The next major fighting in which Kafak is involved resulted from the Germans’ fierce counterattack over February 16–20, 1944. The Germans wanted to destroy the beachhead and drive the Allies back into the sea. To Hitler and his General Staff in Berlin, this desire was fired by their knowledge that the Allies intended a cross-channel invasion soon. The German High Command wanted to use this opportunity to show the Allies that such a beachhead could not be held and, even if it was, would prove disastrous to their troops. Field Marshal Kesselring, in charge of the Italian theater of operations for the Germans, threw everything he could against the Allies during this counterattack in hopes of destroying this abscess behind the Gustav Line. After the four or five days of fighting, the Germans, though having nearly rolled up the Allied lines at one point, could not execute a full breakthrough. They created a salient, which the Allies took some time and cost to flatten out, but the Allies held on to their beachhead. After the high losses of men killed, wounded, and captured during this counteroffensive, both sides realized they had no alternative but to enter into a period of consolidation and the reconstituting of their forces. Once more each side b
egan a buildup of troops and equipment and fortified their positions. This was the time of patrols and small-scale skirmishes. It would be months before truly heavy action took place at the Anzio-Nettuno beachhead again. And that would come with the Allies’ Breakout in May.

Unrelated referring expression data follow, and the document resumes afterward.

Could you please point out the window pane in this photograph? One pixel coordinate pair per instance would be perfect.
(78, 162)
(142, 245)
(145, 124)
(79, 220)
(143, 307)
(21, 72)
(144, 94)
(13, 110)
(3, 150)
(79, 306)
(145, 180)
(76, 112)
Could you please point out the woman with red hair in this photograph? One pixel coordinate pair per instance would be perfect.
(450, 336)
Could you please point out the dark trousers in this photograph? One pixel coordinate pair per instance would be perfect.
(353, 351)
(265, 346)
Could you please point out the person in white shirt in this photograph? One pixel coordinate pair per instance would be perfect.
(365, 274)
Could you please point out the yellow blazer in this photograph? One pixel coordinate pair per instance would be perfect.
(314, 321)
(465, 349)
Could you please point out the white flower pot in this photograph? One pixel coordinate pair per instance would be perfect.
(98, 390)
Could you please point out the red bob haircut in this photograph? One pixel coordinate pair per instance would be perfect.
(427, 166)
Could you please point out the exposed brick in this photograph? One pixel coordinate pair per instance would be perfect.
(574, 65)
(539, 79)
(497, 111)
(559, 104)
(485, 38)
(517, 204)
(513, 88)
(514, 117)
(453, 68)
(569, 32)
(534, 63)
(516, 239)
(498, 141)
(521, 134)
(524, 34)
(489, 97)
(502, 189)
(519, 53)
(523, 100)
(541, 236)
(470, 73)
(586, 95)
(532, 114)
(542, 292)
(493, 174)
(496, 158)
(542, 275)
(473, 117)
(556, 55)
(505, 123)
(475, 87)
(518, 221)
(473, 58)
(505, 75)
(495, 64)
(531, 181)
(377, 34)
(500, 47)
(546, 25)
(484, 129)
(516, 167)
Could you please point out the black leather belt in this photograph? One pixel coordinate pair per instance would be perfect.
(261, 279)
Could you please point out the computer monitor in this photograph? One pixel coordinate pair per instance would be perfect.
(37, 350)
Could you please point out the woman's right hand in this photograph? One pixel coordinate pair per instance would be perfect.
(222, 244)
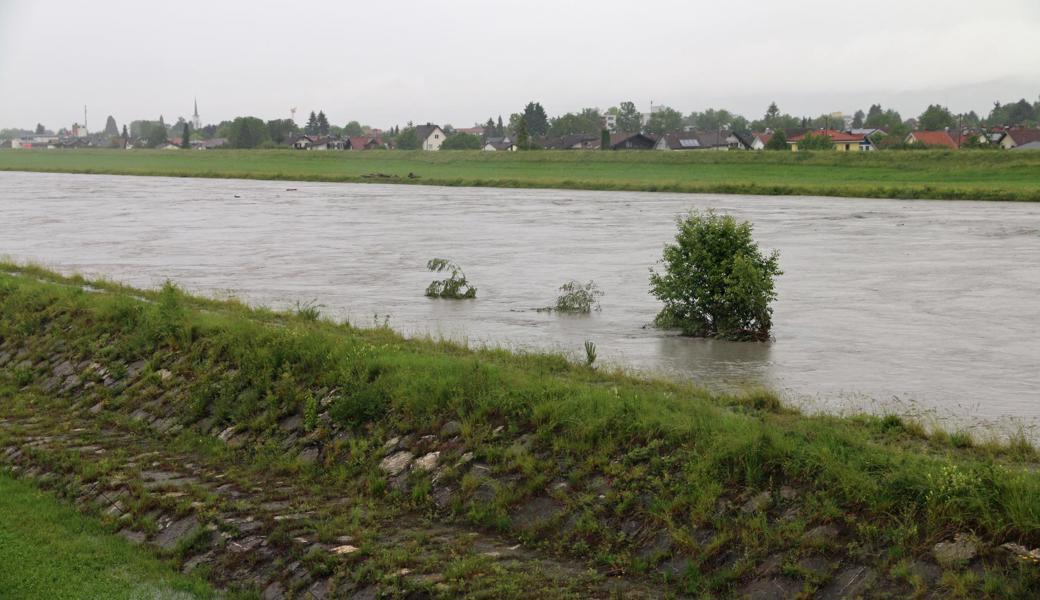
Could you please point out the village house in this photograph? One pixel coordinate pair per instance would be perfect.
(718, 140)
(842, 141)
(932, 139)
(499, 145)
(431, 136)
(363, 142)
(573, 141)
(1019, 136)
(631, 141)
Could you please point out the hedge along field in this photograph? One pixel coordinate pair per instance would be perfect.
(938, 175)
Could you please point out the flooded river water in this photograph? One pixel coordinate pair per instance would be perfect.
(884, 305)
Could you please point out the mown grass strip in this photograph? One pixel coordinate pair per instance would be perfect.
(936, 175)
(49, 550)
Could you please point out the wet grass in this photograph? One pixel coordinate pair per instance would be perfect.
(952, 175)
(669, 454)
(49, 550)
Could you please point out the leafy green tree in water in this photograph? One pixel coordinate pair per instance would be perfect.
(111, 130)
(716, 281)
(629, 120)
(815, 141)
(408, 139)
(248, 132)
(353, 129)
(461, 141)
(778, 141)
(666, 120)
(935, 118)
(536, 119)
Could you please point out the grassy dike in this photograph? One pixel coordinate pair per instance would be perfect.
(281, 455)
(946, 175)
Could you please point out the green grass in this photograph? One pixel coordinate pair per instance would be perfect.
(48, 550)
(964, 175)
(669, 453)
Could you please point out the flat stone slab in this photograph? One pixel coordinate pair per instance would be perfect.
(396, 462)
(176, 531)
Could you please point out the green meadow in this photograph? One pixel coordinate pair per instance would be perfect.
(609, 448)
(951, 175)
(49, 550)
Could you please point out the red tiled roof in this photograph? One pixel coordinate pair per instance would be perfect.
(934, 138)
(836, 136)
(1021, 136)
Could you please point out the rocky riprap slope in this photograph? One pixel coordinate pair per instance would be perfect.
(304, 506)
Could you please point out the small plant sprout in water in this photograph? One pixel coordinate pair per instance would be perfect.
(455, 287)
(578, 297)
(590, 354)
(309, 311)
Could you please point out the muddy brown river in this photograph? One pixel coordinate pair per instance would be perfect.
(915, 307)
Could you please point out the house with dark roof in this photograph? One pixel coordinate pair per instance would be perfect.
(932, 139)
(1020, 136)
(573, 141)
(363, 142)
(431, 136)
(719, 140)
(632, 141)
(842, 141)
(499, 145)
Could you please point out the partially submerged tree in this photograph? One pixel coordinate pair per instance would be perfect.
(578, 297)
(455, 287)
(716, 281)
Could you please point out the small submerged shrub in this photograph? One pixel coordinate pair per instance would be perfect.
(590, 353)
(716, 282)
(309, 311)
(455, 287)
(578, 297)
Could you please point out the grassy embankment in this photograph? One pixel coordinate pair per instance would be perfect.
(649, 481)
(964, 175)
(49, 550)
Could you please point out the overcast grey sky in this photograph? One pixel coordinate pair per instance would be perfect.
(459, 61)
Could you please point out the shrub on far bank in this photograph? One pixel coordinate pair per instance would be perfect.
(716, 282)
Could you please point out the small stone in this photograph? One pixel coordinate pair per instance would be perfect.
(426, 463)
(308, 455)
(273, 592)
(450, 429)
(758, 502)
(177, 531)
(396, 463)
(961, 550)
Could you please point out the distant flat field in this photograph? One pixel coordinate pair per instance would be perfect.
(952, 175)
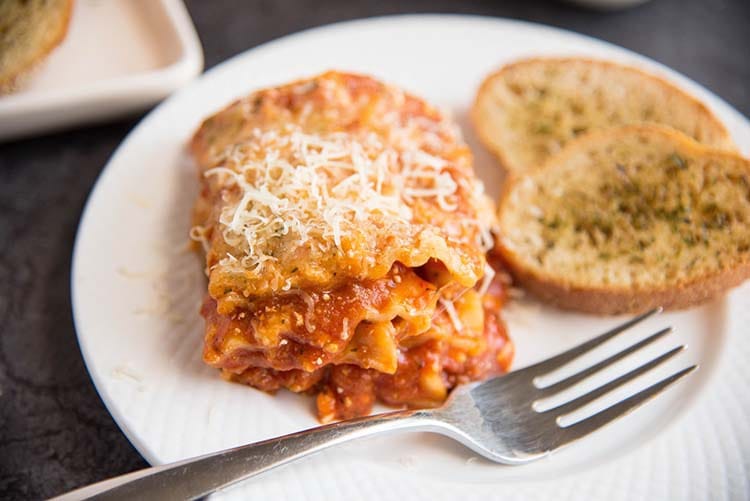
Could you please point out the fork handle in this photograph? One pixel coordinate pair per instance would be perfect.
(200, 476)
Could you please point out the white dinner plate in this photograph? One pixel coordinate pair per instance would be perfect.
(137, 289)
(118, 57)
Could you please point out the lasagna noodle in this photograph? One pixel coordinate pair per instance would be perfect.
(345, 237)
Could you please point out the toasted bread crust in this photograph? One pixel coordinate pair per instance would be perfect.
(720, 137)
(10, 81)
(568, 293)
(602, 301)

The episodes dealing with trench foot are true and a little-known aspect of this campaign. Trench foot is an insidious and debilitating affliction. It occurs when the feet become cold and wet and go unused; blood fails to circulate properly, and the tissue of the feet begins to rot and die. Gangrene can set in. The potential for a person to lose a foot or leg due to required amputation is very real; even death can result from cases gone untreated for too long.